依匹木单抗通过与细胞毒性 T 淋巴细胞相关抗原 4 结合来增强抗肿瘤 T 细胞反应。我们评估了在无内脏转移的化疗初治转移性去势抵抗性前列腺癌无症状或症状轻微的患者中使用依匹木单抗的治疗效果。
在这项多中心、双盲、III 期临床试验中,患者按 2:1 的比例随机分配(2:1)接受依匹木单抗 10mg/kg 或安慰剂每 3 周一次,最多 4 个剂量。非进展患者每 3 个月接受依匹木单抗 10mg/kg 或安慰剂维持治疗。主要终点是总生存期(OS)。

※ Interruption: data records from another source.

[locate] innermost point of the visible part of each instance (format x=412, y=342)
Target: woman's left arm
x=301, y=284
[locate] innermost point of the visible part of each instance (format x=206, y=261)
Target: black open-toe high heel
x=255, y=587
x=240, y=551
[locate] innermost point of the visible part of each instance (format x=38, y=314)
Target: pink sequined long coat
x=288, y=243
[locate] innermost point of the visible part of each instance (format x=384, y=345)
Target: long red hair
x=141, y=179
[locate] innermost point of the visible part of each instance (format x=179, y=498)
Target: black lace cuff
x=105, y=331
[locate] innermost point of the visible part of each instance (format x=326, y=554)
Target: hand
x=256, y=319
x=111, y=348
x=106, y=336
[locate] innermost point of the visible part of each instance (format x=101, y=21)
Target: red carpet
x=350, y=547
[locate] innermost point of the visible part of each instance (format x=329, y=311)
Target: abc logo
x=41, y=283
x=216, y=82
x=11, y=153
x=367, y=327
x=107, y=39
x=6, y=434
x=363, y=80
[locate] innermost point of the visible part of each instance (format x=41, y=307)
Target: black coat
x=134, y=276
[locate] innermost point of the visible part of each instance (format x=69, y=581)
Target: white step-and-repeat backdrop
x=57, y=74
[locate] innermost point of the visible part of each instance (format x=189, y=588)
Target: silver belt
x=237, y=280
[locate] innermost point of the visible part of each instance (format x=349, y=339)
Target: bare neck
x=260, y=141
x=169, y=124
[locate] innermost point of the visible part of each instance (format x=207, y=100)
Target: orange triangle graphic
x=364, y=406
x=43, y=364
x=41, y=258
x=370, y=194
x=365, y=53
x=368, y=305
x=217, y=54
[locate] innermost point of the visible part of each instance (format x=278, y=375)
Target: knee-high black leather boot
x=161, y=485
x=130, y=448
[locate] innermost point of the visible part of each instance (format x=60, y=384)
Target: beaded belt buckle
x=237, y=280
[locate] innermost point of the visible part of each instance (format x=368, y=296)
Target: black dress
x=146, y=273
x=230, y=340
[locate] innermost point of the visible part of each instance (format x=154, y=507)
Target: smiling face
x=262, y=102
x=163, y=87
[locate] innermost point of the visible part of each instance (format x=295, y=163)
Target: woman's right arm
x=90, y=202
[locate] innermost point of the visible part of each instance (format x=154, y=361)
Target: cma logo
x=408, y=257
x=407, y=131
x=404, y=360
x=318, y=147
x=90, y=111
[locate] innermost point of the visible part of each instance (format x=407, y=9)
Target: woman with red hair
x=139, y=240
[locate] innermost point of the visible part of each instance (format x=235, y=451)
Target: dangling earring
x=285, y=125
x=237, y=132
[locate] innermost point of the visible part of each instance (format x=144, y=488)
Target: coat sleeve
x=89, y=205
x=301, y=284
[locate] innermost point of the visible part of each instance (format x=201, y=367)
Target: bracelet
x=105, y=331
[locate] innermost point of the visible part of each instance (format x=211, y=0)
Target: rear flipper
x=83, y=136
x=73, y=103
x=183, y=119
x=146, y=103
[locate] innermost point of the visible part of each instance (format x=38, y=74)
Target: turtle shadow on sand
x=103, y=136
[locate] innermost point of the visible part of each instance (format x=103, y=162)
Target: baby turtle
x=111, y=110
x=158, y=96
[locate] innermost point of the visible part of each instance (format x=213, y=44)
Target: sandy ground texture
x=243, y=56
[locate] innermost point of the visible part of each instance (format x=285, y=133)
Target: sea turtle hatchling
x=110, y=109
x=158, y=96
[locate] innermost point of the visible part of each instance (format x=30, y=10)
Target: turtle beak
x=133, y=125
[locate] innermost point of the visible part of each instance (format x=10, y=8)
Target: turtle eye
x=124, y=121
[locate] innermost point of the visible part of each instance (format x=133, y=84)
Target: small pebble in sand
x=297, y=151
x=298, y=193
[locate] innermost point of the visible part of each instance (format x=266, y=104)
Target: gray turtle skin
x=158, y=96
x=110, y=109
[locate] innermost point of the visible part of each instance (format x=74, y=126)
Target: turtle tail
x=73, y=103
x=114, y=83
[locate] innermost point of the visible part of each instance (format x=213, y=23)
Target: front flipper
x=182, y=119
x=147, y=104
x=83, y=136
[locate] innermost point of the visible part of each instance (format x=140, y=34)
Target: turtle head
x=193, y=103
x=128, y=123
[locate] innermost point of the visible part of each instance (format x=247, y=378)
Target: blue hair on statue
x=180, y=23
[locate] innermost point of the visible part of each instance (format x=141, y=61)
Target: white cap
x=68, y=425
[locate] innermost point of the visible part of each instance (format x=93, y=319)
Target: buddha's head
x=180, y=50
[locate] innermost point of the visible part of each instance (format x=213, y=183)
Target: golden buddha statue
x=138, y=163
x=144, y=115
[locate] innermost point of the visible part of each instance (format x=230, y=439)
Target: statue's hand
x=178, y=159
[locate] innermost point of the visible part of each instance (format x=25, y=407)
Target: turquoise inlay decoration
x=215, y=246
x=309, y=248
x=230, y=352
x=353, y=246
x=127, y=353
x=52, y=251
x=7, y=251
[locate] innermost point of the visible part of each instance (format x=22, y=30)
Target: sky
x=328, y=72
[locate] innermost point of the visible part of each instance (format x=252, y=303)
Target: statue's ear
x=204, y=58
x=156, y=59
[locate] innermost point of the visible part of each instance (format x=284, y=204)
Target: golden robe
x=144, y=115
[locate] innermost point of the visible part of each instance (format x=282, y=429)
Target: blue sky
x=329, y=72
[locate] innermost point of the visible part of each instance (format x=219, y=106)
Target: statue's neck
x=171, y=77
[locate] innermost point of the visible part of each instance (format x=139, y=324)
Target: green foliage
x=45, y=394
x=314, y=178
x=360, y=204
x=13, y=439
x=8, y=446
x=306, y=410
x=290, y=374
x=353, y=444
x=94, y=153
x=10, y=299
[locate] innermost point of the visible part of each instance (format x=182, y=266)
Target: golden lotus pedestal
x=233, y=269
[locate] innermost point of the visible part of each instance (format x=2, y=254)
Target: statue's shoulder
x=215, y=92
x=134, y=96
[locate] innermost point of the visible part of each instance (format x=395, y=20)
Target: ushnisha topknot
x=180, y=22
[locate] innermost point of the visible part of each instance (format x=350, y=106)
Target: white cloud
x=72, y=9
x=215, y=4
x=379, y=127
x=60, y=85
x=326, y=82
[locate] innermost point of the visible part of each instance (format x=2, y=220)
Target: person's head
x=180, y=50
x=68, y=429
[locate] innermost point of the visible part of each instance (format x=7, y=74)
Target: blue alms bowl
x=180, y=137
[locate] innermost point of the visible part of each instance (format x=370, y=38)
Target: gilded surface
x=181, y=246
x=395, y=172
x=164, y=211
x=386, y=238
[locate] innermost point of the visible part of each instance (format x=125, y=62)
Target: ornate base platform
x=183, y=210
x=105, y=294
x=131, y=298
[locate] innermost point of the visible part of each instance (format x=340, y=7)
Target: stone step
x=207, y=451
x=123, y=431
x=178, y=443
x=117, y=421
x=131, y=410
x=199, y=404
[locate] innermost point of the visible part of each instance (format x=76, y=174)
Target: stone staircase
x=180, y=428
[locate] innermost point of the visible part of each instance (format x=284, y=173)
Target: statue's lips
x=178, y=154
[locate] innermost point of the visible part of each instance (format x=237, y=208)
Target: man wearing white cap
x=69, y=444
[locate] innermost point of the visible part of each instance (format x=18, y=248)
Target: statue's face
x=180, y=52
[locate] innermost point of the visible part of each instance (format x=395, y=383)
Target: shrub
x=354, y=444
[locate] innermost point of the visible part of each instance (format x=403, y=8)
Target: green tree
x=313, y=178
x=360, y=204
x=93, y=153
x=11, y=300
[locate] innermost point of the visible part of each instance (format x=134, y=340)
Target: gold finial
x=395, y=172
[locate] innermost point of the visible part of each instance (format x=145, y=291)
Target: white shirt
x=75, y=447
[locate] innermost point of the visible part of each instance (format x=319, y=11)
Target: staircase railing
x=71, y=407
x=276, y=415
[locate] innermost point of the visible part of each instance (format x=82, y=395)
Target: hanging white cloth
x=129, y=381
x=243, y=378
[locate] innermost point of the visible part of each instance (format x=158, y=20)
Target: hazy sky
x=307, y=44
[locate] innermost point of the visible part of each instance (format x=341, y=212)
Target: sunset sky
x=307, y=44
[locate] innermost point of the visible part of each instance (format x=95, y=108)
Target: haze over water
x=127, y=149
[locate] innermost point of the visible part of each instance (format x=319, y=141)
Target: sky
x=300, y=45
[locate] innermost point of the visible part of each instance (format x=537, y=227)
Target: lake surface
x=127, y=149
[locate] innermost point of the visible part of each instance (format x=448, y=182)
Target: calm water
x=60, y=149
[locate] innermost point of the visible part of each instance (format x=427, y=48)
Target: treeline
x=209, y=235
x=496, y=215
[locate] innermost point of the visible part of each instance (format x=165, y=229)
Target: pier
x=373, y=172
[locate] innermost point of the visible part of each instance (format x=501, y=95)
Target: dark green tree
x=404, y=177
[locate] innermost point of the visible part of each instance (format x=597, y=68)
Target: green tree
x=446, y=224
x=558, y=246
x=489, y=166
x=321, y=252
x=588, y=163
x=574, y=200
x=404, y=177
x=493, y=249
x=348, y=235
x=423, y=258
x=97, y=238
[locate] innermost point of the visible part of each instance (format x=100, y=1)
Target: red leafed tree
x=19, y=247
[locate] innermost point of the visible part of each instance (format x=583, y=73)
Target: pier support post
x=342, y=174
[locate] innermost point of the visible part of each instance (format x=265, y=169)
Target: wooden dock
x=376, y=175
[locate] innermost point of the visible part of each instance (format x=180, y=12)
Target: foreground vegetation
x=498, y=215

400 例患者被随机分配至依匹木单抗组,202 例患者被分配至安慰剂组;399 例患者接受了依匹木单抗治疗,199 例患者接受了安慰剂治疗。依匹木单抗组的中位 OS 为 28.7 个月(95%CI,24.5 至 32.5 个月),安慰剂组为 29.7 个月(95%CI,26.1 至 34.2 个月)(风险比,1.11;95.87%CI,0.88 至 1.39;P =.3667)。依匹木单抗组无进展生存期的中位时间为 5.6 个月,安慰剂组为 3.8 个月(风险比,0.67;95.87%CI,0.55 至 0.81)。探索性分析显示,依匹木单抗的前列腺特异性抗原反应率(23%)高于安慰剂组(8%)。依匹木单抗组报告的 10%以上患者出现腹泻(15%)等≥3 级治疗相关不良事件(AE),而安慰剂组没有。依匹木单抗组有 9 例(2%)患者因治疗相关 AE 死亡,安慰剂组无死亡病例。免疫相关 3-4 级 AE 分别发生在 31%和 2%的患者中。
依匹木单抗并未改善转移性去势抵抗性前列腺癌患者的总生存期。无进展生存期和前列腺特异性抗原反应率的提高表明该药在某些患者亚群中具有抗肿瘤活性。